For the night-time openings of the palace, 500 tickets are available to foreigners on a first-come, first served basis. Following advice from some of my well-wishers (who in previous years had insisted that I take regular vitamins to ward off MERS, and who would later insist that I get myself a face mask to protect my lungs from yellow dust) I took plenty of layers to wear. That was very good advice. Having got there reasonably early, I took a seat at the edge of the square pond from where there was a reasonable view of the Gyeonghoeru pavilion, and I was grateful for the warmth of my fleece as the temperature dropped.
It somehow felt odd when a full symphony orchestra filled the ground floor of the pavilion and launched into a familiar piece of western classical music. It was pleasant, but somehow I had been expecting something more traditional. I relinquished my seat and chose instead to stroll around the palace buildings, mingling with the crowds as the dusk turned to darkness.
When visiting the Royal Palaces at night, you are strongly advised to take a decent camera with a tripod to take atmospheric shots of the very photogenic scenes that present themselves. The palace buildings of course provide much interest in their own right, but equally appealing are the hundreds of young tourists dressed in hanbok. I must say that I felt slightly sleazy as I watched all the young Asian girls taking photos of each other wearing their colourful dresses. Later in the week I was chatting over dinner with a Korean friend of my own age about how I felt like a dirty old man as I enjoyed the views that evening; I was comforted when she said that in Korea it’s OK for middle-aged men to appreciate the beauty in young women (how else would K-pop girl bands find their popularity, I guess?). I was also comforted by the words of Ko Hyeong-ryeol in his poem Human Flower:
Even though people say peony flowers are lovely,
They are not as lovely as the human flower, a young maid.
Everyone, turn into old men and look,
Is there anything as lovely as a human flower?

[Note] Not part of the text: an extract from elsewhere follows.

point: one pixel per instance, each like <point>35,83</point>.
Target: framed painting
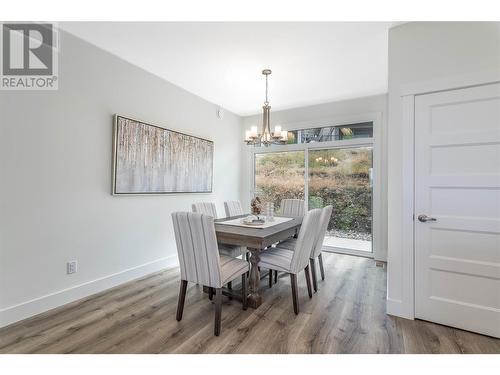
<point>150,159</point>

from Human Flower, by Ko Hyeong-ryeol, tr Br Anthony of Taizé and Lee Hyung-jin
in the collection Grasshoppers’ Eyes, Parlor Press, 2017
The sounds of Elgar’s Enigma Variations started wafting over the palace rooftops and I returned to the pavilion to enjoy this unusual Anglo-Korean experience spanning the centuries and continents. It was the perfect, extremely peaceful end to a very long day as I walked back to the Jogyesa area in contemplative mood. The next morning my dear friends would be coming to pick me up for a drive to Jeonju.